Koch has an extensive relationship with Amazon across many of its businesses, including Georgia-Pacific. So, when Amazon came looking for a partner that could help them manufacture the newly developed recyclable mailer, Adam saw it as an opportunity where everyone could benefit.
“We felt like it was a smart thing to do to try be a preferred partner with someone who is going to drive trends in the packaging industry,” he says.
The first line
Georgia-Pacific's first manufacturing line for the new padded mailer was built in Tolleson, Arizona, near Phoenix. Adam tapped Sam Penas to get it up and running. Like the product he’d be helping to get started, Sam was new to Georgia-Pacific. He’d heard a lot about the culture from current and past employees and was excited to be involved in a startup with a company as well established as Georgia-Pacific.
From the very beginning, Sam and his new crew were confronted with major challenges, including training employees on a new manufacturing process at the same time the world was beginning to shut down in the face of the COVID-19 pandemic.
“We’re trying to train and we’re looking at the machine from six feet away,” Sam says. “So, it’s like 'Look at this adjustment,' and then someone steps out and another person steps in and looks and then goes back. It made it interesting.”
The secret to our success
Meanwhile, Amazon and other customers were eager to get as many EarthKraft recyclable padded mailers as possible.
The first line officially began production in June of 2020. By the end of the year, they were already operationally profitable.
“We surpassed a lot of expectations in that first year,” says Ricardo Malagon, a shipping lead in Tolleson who’s been there since the beginning. “That was motivation to do even better the next.”
Sam says the team had to overcome the fear that comes when you’re working on a project without a road map and embrace the idea that it was their job to figure it out. In the end, that empowered a lot of employees to challenge the way things were done in order to find better ways to do it. He says three years into the business they’re still evolving.
After Tolleson showed the concept could be successful, Georgia-Pacific opened up padded mailer facilities in McDonough, Georgia, and Jonestown, Pennsylvania. With the expansion, Georgia-Pacific now offers more sizes to more customers.
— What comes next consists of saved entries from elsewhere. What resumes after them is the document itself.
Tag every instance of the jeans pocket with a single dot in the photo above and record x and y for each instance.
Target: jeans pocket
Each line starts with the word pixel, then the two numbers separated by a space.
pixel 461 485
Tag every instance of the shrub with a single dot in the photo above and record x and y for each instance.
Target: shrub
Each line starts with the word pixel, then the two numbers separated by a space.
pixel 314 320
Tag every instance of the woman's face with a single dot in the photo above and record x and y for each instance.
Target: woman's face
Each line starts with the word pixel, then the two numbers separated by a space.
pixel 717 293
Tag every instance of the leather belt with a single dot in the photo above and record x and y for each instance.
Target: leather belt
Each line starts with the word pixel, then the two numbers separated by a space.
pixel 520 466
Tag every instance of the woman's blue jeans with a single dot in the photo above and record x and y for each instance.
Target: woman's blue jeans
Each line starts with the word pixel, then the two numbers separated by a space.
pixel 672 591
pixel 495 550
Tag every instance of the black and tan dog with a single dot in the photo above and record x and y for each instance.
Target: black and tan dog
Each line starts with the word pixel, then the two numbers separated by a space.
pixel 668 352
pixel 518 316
“There’s a reason why, today, Tolleson has the knowledge and information we can share with the other facilities, and it’s not because we got it right,” Sam says. “It’s because we made a lot of mistakes. We did a lot of experimentation.”
The future is paper
Adam says he was surprised by how many people across Georgia-Pacific were excited to work on this new product. He thinks that’s in part because it’s something most people will get to see land right on their doorstep. He also thinks it’s because people want to be involved with a project that benefits the plastic-to-paper product transformation.
“Shipping items to consumers in a mailer that can be tossed in the bin with the rest of their paper recyclables is a game changer,” he says.
And this is just the beginning. Georgia-Pacific is working on several other innovative new products that fall in the plastic-to-paper transformation space and right-size packaging.
Some of this work might cut into other parts of their business, but Adam says he’d rather be on the forefront of driving that change and providing the best solutions for their partners than being left behind for being too protective.
“The trend is a clear shift toward all of the plastic mailers that you get with online purchases becoming paper,” he says. “We’re going to look back and say this was one of the first steps to something much bigger.”